Saint Sebastian
ヘリット・ファン・ホントホルスト, 1623年頃
ナショナル・ギャラリー Room 24

本作はオランダの画家ヘリット・ファン・ホントホルストによる油彩画(1623年頃)で、キリスト教の殉教者聖セバスティアヌスを描いた作品です。セバスティアヌスはローマ帝国の兵士で、ディオクレティアヌス帝の迫害により矢で射られて殉教しました。彼はペスト除けの守護聖人とされ、迫害に直面したキリスト教徒の信仰の堅さの象徴とされました。

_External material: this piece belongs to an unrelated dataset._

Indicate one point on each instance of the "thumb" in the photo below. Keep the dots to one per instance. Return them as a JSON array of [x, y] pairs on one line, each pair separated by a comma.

ホントホルストは、ローマ滞在中にミケランジェロ・メリージ・ダ・カラヴァッジョの写実主義と強烈な明暗表現に触発されました。彼はその影響を受けたウトレヒトのカラヴァジェスキ派として、宗教画に劇的な照明と感情の強調を導入しています。本作では、劇的な光と影が人物や矢の配置に深みを与え、観る者に殉教の緊迫感を直接伝えています。
こうした手法により、宗教的題材はより身近で感情的に訴えるものとなり、日常的な題材にも即時性をもたらしました。ホントホルストの技巧とカラヴァッジョの影響を理解する上で重要な作品です。